Students applying for nursing or midwifery courses in 2017 will already be aware that they are no longer eligible for government bursaries, which have been scrapped by the Tories in a bid to save £800m of public spending. While this change will result in financial uncertainty for many students, the removal of bursaries could spell even greater uncertainty for the National Health Service in the next few years.
Under the bursary system, Health Education England funded a fixed number of places based upon local ‘workforce plans’, designed to fulfil the needs of the NHS locally. The government argues that by removing a cap on the number of funded places, the removal of bursaries could result in an increase of 10,000 places by 2020. Yet some experts disagree. Estimates by London Economics suggest that because of the removal of bursaries, nursing admissions could fall by 6-7 percent in the first year alone, leading to “a significant increase in staff shortages in the medium term”.
There is a distinct shortage of nurses and assistant health practitioners within our health service – a shortage of 15,000 to be precise – so it seems counter-productive to be cutting investment at a time when we should be attracting applicants to study nursing. It is hard to see the logic in shifting the financial burden from the taxpayer to individual students, considering that, on average, 70 percent of students never fully repay their loans, meaning that the taxpayer ultimately foots the bill anyway.

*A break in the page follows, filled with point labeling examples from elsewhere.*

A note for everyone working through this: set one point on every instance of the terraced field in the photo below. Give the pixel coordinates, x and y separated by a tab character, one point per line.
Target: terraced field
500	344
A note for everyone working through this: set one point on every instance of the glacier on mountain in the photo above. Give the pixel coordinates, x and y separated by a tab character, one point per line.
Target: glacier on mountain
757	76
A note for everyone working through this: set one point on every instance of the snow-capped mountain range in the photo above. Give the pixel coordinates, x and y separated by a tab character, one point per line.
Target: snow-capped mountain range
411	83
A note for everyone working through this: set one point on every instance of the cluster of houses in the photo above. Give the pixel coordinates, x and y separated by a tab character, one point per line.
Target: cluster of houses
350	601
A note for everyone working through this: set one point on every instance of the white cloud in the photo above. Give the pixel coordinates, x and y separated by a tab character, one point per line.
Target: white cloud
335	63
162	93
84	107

But even if the government’s forecasts turn out to be correct, there is no telling what types of nurses and allied health professionals are likely to be trained under the new system. Without the financial guarantee which bursaries provide, universities may be tempted to cut the numbers of less popular, specialised courses like child psychology, while expanding upon popular courses such as physiotherapy. HEE warns that,
“If the commissioning of education is not efficient and effective, then attrition potentially goes up, people leave the courses or graduate with the wrong attitude…this impacts on the tax payer in a number of ways.”
By replacing workforce plans designed to meet the needs of the NHS with a system driven by market values, it is possible that an unfunded system could result in a shortage of highly valued and specialised nurses and AHPs, while unneeded specialities become flooded with new graduates. As none of this training will have occurred with specific vacancies in mind some graduates may find themselves struggling to find a job, despite having incurred thousands of pounds of student debt.
The political choice to detach recruitment from the needs of the NHS runs the risk that many graduates may end up taking jobs elsewhere. One particular weakness of government-funded places was that graduates could take up jobs within the private sector or abroad, with absolutely no obligation to work within the NHS after they graduated. But whilst the bursary system was far from perfect, the new system does even less to incentivise people to study nursing in the first place and to pursue careers within the health service.
What is particularly uncertain is who exactly will be responsible for meeting the workforce needs of the NHS once funded places have been completely abolished. If HEE remains ultimately accountable for NHS staffing, it will have to look at other non-financial incentives and soft ‘nudging’ to convince people to take up nursing in spite of the associated debts.
While the rest of the NHS is supposedly getting to grips with Sustainability and Transformation Plans and the devolution of healthcare, the removal of nursing bursaries seems to relinquish some of the control which would make local workforce plans easier to plan and carry out. The full effect of these bursary cuts will not be felt until 2020, when the first cohort of students who enrolled in 2017 will finish their courses. If Labour were to win the next general election, therefore, they could find themselves having to explain an NHS workforce crisis conceived under the Tories.